Volunteer Spotlight: Making a Memory Quilt for Mom

Walk with me down the halls of Living Threads, listen to the murmur of the voices of the women sewing in the Mary and Martha rooms. We won’t be able to hear what they are saying, but our hearts will hear the friendliness in their voices. We’ll hear these ladies are not just sewers—they’re “family”, lifting each other up in both joys and sorrows. Let’s go inside and meet Kathy Kempema, a volunteer sewer who’s going to share part of her story with us.

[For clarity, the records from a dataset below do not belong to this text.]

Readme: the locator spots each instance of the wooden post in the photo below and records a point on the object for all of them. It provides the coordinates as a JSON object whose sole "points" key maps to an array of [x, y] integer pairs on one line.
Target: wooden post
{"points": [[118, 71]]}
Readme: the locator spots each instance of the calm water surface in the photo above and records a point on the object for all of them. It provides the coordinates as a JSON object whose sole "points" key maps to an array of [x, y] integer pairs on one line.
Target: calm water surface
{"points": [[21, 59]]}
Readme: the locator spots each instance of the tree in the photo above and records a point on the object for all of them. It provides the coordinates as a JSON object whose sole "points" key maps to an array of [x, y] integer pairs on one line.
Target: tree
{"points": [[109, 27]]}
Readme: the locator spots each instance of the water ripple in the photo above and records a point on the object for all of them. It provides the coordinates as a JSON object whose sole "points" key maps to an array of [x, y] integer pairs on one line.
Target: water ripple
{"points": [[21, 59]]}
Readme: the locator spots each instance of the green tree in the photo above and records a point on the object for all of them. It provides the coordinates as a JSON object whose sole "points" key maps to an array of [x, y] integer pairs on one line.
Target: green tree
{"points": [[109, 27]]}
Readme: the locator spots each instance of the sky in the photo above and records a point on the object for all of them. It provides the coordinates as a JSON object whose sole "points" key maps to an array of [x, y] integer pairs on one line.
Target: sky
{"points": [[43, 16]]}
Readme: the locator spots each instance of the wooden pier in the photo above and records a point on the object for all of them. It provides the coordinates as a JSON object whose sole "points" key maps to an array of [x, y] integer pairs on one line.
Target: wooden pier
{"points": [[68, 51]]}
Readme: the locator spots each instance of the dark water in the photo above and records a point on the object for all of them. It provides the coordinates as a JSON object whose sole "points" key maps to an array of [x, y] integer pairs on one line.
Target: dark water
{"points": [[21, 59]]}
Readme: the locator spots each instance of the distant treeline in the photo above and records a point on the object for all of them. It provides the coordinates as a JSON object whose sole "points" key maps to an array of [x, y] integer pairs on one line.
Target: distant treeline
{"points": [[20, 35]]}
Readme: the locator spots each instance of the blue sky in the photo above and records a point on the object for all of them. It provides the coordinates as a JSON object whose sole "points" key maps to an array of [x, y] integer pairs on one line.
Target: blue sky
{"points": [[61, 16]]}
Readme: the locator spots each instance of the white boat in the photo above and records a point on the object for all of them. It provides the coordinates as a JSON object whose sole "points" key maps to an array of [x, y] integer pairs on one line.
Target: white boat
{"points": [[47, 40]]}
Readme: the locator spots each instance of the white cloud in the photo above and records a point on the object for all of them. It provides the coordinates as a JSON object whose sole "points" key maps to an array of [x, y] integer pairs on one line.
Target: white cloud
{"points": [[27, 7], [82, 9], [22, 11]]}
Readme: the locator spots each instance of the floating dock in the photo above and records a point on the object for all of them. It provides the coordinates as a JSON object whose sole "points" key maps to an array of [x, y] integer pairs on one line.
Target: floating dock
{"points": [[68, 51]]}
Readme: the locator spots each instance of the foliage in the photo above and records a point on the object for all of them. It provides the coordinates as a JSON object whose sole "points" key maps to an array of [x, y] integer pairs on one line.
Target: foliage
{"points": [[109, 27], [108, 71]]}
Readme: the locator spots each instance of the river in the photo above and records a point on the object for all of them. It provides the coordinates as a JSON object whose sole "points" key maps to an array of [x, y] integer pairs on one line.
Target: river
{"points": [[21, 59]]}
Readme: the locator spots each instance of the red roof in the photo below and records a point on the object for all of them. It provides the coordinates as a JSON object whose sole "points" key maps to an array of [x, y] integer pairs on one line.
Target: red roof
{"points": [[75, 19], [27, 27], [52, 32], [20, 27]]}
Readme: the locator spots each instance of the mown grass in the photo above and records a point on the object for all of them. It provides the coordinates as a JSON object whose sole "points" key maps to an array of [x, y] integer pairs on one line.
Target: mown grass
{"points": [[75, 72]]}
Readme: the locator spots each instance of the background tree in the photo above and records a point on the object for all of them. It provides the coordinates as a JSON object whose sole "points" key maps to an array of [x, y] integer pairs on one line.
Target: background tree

Kathy showcasing some of the blocks from her mom’s quilt

Imagine being invited to a meeting at the home of a woman that you don’t know very well and who doesn’t want to share what the meeting’s about until you arrive. When you get there, you’re joined by 4 other women and invited to prayerfully consider becoming part of a ministry that God impressed upon this woman’s heart. That’s what happened when Jill, the Director of Living Threads, invited Kathy to her home. Kathy embraced Jill’s calling and became one of the first volunteers at Living Threads.

Kathy met Jill when she started going to Jill’s church. They didn’t really know each other very well before deepening their friendship through Living Threads. Kathy was a quilter and planned to make a quilt in her husband Ken’s memory so she knew exactly what a memory quilt was when Jill shared God’s calling on her life. Wow. It’s amazing how God made His plan come together. Not only was Kathy a perfect fit for Living Threads, but Living Threads was a perfect fit for Kathy, providing “family” to enrich Kathy’s life and give purpose to her days when she retired.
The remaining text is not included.